Marriage to Lance Calder. It was unthinkable—and yet Summer had thought of nothing else during the past five hours.

She had needed every moment of that interval for sober reflection, every moment to conquer the feelings of shock and denial Lance’s ultimatum had aroused in her. The condition he had put on his services—while dumbfounding, contemptible, perhaps insulting—deserved careful consideration. The stakes were too high to do otherwise.

Summer had postponed telling her brother until now, though, waiting until after supper before following Reed to the west parlor, which had served as his bedchamber since his wounding rendered him unable to climb stairs. As she’d expected, he’d turned livid. For the last two minutes Reed had vented his helpless fury in a roar loud enough to make her wince.

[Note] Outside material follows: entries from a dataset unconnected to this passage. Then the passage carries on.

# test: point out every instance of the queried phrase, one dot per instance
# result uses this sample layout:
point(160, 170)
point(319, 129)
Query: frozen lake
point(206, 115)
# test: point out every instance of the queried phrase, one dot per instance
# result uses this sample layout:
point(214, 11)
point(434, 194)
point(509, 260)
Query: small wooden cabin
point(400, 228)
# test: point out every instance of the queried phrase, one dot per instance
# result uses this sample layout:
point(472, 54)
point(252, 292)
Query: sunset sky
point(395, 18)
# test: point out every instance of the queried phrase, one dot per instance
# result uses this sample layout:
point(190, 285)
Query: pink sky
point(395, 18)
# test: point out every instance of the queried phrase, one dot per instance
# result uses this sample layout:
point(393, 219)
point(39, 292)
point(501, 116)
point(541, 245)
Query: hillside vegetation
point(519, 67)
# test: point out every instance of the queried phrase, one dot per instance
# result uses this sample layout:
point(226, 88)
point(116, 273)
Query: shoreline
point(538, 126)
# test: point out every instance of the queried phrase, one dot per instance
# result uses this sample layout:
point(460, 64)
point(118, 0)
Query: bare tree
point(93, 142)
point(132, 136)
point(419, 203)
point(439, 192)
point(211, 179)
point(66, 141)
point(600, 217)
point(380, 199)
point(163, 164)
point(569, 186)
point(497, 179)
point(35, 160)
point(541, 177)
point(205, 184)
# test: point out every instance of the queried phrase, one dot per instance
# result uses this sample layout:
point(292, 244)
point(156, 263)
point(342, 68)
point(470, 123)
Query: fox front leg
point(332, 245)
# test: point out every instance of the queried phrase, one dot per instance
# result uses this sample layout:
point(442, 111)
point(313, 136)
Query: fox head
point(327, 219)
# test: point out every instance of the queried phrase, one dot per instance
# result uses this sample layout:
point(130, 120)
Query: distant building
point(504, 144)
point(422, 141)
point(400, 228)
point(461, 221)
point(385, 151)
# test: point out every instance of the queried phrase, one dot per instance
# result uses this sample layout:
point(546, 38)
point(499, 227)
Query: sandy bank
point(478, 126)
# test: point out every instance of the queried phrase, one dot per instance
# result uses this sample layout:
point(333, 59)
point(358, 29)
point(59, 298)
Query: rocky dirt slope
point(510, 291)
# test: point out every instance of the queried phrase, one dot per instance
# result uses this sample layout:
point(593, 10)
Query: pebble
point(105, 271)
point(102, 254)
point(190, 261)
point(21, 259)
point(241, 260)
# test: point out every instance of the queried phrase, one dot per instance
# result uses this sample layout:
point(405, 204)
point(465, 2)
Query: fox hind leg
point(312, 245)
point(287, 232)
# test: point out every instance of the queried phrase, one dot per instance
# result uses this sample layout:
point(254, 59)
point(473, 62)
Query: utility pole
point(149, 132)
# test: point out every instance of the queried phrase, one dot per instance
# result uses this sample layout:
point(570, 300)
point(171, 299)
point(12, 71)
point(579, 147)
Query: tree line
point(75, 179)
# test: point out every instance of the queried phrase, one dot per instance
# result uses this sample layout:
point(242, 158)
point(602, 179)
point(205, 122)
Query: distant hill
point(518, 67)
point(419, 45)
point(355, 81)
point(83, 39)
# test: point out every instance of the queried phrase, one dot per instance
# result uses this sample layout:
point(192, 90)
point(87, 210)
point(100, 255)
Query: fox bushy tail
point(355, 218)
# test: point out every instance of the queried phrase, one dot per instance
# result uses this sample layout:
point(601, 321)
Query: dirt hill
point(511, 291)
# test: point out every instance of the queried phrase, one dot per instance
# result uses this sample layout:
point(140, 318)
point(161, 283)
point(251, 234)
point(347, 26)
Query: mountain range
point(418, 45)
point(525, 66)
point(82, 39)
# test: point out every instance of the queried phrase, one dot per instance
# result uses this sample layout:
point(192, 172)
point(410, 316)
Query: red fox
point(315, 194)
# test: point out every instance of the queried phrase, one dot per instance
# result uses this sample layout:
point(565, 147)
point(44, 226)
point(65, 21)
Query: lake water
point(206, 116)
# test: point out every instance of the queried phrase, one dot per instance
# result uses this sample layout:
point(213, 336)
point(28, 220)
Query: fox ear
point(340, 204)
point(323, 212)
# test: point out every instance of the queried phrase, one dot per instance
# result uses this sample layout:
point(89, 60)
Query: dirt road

Summer clasped her hands together now as she watched her brother, feeling the same impotence, the same anger, but trying to draw courage from the simple need to calm him.

Too outraged to sit still, he paced the floor with as much vigor as a one-legged man could summon, his crutches thudding dully on the rose-patterned carpet.

“The nerve of that bastard! Who in God’s name does Calder think he is?”

“I expect,” Summer murmured with more equanimity than she felt, “that he knows exactly who he is. No one will let him forget it. He won’t let himself forget.”

“The devil, he won’t! He dared propose to you.”

“Well, actually…it wasn’t much of a proposal. He was more interested in the respectability that marrying a Weston could bring him. And I suppose he’s right. As his wife, I could give him a better chance at acceptance than he has now.”

Stopping abruptly, Reed turned to stare at her in horror. “You can’t seriously be considering his offer? Good God, Summer! The man’s an Indian!”